= Ali R. Rabi =

Iranian-born academic

Ali R. Rabi is an Iranian-born academic. He was born in Tehran and went to the United States after graduation from High School in 1966.

==Education==
He earned his B.S. and M.S. in Architectural Technology and Ph.D. in City and Regional Planning.

==Academic career==
He returned to Iran in 1974 where he taught at the University of Tehran School of Architecture while practicing regional planning at the Plan and Budget Organization. He also served as the senior advisor in the Ministry of Housing and Urban Development. After the Iranian Revolution, he served at the Vice Chancellor and Dean of Education at Farabi University. From 1982 to 1984, he served as the Chief Planner of Fisheries, Ahwaz Still Mill Plant, and Regional Planning Group.

==Business activities==
He moved back to United States and established his own business in Northern Virginia. He operated this business until 2000. In 2001, he initiated the International University of Iran as the platform for bridging Iranian specialists and academics abroad with the scientific communities in Iran.

Dr. Rabi has been working on the Virtual University project during the past 10 years in Iran, the Middle East, Europe and the United States. He is currently a visiting scholar at the University of Maryland, College Park, Center for International Development and Conflict Management. His areas of interests include: *Information Society,
- Information Technology and International Development,
- e-Learning
- Political Economy.

He is also the founder and co-chair of the Middle East Citizens Assembly.

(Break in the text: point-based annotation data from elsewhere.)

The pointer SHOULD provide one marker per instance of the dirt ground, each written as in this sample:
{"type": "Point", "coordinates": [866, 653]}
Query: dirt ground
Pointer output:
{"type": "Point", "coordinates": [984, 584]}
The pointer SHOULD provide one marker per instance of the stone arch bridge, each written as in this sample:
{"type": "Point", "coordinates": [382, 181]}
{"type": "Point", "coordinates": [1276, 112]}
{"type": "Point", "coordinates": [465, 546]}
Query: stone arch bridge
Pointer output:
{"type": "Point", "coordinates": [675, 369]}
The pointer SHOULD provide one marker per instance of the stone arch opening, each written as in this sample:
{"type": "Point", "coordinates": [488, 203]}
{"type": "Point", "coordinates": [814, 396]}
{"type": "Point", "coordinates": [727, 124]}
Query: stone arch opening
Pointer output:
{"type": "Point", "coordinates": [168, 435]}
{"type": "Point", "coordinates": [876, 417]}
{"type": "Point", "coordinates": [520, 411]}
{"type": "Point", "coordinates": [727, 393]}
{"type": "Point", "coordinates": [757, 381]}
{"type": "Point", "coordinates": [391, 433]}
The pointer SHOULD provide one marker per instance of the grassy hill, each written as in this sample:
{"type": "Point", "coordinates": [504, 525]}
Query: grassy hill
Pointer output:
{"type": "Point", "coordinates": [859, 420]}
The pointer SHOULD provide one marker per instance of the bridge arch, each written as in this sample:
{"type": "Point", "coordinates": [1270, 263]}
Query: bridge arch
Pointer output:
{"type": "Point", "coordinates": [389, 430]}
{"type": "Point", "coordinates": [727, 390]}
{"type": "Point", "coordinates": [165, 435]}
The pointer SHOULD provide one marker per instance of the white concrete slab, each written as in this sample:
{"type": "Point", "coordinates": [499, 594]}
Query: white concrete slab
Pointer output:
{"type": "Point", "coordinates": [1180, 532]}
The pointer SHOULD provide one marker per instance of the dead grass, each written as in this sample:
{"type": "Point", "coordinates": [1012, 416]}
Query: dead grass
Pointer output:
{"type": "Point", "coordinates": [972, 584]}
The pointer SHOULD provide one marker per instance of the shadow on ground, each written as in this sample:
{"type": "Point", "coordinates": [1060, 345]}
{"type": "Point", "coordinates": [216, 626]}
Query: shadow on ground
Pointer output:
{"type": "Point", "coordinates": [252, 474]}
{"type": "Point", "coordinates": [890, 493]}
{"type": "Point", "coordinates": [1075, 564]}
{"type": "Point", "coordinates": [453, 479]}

Ali Rabi has interest in poetry, painting and politics.

==Positions held==
- Chancellor, International University of Iran (IUI)
- Founding Chair, Middle East Citizens Assembly (MECA)
- Board Member, Iran-America Peace Forum
- Board Member, Campaign Against Sanctions and Military Intervention in Iran CASMII
- Visiting Scholar, Center for International Development and Conflict Management, University of Maryland, College Park, Maryland.